I have an email in my inbox from my mom informing me that my dad used to have coffee with Wade Wilson. Apparently, Wade used to show up at the Rockwall Dairy Queen on occasion to have coffee with the good old boys. It’s not surprising. By all accounts, Wade Wilson is a good guy.
His suspension came as quite a surprise. It is not often that a coach is suspended for five games for steroids. In fact, I didn’t even know there were league rules against a coach using steroids. But what is perhaps more disturbing are the number of Cowboy fans that want to get rid of him.
Personally, I can’t help but see the irony in the situation.
When you boil it all down, steroids are banned because they are unhealthy. Period. It isn’t an issue with ‘cheating’. After all, sports do not ban lifting weights, or taking vitamins. The fact that they improve physical performance doesn’t make it cheating, it is the fact that they are banned that makes it cheating, and they are banned because of the unhealthy side effects.
More to the point, they are banned because if one player takes them it could pressure other players to take them, and if all NFL players take them this would have a domino effect on college and high school players.
But, essentially, they are banned because they are unhealthy.
So, when you have a coach taking steroids because of a possible benefit to a condition (diabetes), there is some irony in the coach being suspended for his behavior.
After all, I don’t think players or other coaches are going to be pressured into taking steroids because a quarterbacks coach took them – he isn’t out there coaching the quarterbacks because of his physical dominance. Heck, if anything, coffee should be banned since staying awake at night could give a coach an edge!
So, when you ban a substance because it is unhealthy, then suspend someone for taking it to improve their health, that’s irony.
Don’t get me wrong, I understand why he was suspended, and why he was suspended for one more game than a player would have been suspended. Wade Wilson is both an example and a sacrificial lamb. He’s an example to the league showing that coaches will be held to a higher standard, and he’s a sacrificial lamb to congress who is keeping a sharp eye on steroids in sports. The suspension is Roger Goodell’s way of saying, “Hey, look, we are doing something about it.”
Personally, I don’t like examples. I think they are irrelevant. If the system you have in place to curb a behavior (whether it be substance abuse, criminal behavior, whatever) works then it will work. Period. It doesn’t need an example. And, if it doesn’t work, then no amount of examples will make it work.
An example simply punishes one person more than he deserves in hopes of preventing future behavior of those that might make a similar mistake. It highlights the system that is in place.
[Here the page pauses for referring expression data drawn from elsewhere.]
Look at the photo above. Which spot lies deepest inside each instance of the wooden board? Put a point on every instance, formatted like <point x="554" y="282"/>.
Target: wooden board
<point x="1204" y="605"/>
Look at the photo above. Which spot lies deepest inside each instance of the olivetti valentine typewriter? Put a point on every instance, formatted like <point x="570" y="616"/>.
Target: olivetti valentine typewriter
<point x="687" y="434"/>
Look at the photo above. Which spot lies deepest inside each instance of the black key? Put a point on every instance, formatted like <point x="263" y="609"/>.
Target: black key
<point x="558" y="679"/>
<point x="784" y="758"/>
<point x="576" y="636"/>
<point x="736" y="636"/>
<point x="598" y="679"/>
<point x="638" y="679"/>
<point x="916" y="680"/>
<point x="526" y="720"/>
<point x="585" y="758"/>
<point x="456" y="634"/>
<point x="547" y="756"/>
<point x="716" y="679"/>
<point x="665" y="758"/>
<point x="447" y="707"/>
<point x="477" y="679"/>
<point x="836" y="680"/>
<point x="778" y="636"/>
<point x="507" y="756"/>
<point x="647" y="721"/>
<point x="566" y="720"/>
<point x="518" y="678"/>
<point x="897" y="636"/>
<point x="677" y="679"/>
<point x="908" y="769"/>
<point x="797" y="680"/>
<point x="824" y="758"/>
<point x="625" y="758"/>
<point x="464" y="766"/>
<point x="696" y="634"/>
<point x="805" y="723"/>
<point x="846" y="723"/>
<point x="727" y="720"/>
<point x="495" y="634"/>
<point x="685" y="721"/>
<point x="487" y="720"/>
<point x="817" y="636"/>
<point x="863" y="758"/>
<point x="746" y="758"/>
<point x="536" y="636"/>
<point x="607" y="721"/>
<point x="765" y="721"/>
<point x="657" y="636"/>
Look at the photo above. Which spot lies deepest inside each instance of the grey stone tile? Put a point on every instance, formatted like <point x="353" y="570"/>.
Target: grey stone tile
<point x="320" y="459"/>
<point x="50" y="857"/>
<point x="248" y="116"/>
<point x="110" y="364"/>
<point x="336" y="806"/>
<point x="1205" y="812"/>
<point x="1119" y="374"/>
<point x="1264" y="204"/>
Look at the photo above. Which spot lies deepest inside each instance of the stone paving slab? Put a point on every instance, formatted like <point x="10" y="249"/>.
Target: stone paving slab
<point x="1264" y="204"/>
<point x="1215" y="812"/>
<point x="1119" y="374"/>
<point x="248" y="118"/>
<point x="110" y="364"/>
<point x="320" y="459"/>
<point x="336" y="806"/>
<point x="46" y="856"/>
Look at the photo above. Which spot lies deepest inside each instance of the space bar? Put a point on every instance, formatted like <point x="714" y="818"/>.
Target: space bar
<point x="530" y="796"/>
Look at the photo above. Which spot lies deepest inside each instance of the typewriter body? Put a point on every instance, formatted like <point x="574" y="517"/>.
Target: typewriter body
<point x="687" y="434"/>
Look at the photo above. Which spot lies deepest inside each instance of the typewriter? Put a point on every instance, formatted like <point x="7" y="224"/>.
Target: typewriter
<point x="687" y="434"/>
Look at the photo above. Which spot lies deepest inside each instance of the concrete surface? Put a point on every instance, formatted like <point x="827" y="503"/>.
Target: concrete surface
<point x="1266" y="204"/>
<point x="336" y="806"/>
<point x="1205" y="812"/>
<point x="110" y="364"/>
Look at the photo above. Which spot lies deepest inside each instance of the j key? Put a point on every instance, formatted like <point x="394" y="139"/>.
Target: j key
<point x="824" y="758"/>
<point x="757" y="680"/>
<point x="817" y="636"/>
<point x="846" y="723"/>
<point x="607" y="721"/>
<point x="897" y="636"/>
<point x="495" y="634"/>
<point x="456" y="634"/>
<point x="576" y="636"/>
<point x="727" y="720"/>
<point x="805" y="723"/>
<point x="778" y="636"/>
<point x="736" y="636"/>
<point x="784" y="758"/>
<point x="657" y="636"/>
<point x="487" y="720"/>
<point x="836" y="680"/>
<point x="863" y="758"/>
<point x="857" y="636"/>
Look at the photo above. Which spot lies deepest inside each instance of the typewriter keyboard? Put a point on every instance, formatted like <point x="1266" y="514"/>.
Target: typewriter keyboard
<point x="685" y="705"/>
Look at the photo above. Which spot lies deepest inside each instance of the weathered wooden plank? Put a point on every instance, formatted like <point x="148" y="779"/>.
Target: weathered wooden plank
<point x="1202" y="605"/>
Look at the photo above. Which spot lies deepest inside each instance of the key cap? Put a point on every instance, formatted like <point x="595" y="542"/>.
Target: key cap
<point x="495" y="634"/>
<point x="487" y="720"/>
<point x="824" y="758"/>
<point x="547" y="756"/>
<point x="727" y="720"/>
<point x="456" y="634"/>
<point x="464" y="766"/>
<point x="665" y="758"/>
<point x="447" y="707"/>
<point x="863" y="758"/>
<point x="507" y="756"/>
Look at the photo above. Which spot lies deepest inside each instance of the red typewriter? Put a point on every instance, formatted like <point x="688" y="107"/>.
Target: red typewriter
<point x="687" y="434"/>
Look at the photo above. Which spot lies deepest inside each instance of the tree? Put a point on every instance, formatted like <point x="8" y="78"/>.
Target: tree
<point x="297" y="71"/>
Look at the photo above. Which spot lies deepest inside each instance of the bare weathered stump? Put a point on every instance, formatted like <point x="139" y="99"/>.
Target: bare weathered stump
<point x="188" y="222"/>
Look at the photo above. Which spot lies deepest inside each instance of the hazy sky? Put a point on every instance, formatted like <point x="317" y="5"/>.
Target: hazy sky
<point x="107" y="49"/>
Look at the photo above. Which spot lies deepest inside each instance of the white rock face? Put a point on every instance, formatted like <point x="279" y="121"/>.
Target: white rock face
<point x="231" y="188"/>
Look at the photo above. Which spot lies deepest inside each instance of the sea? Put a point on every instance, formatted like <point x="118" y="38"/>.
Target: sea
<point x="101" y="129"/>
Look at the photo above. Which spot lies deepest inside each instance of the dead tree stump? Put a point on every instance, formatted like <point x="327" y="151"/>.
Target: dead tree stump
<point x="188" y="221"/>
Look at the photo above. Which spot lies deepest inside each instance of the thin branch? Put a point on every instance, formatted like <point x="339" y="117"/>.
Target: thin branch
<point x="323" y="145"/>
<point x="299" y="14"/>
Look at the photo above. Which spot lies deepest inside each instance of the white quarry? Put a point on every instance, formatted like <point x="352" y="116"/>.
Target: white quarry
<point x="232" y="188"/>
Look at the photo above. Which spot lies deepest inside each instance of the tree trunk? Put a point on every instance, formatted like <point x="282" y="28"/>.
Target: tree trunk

If the system works, it would work regardless, the example is a way of speeding up the process. But, is that fair to the person? After all, they are essentially taking the punishment of other people onto their shoulders. Not exactly what I would call fair.
Our judicial system is made up of a jury of one’s peers and a judge who oftentimes has the latitude to choose mild-to-severe punishments. It is designed this way because no amount of putting words on paper can account for every situation, and not every situation is the same. Justice is fitting the appropriate punishment to the action.
The five-game suspension of Wade Wilson was not just.
Should he be suspended? Sure. It is against the rules, and he broke the rules. But take into account that he was taking steroids to deal with a life debilitating condition. The road of diabetes leads to blindness, amputation, and death. I think most people would do what they could to fight it.
Certainly, punishing it seems about as silly as punishing a terminally ill cancer patient for smoking pot to ease their discomfort. But, unfortunately, that’s the type of silly society we live in.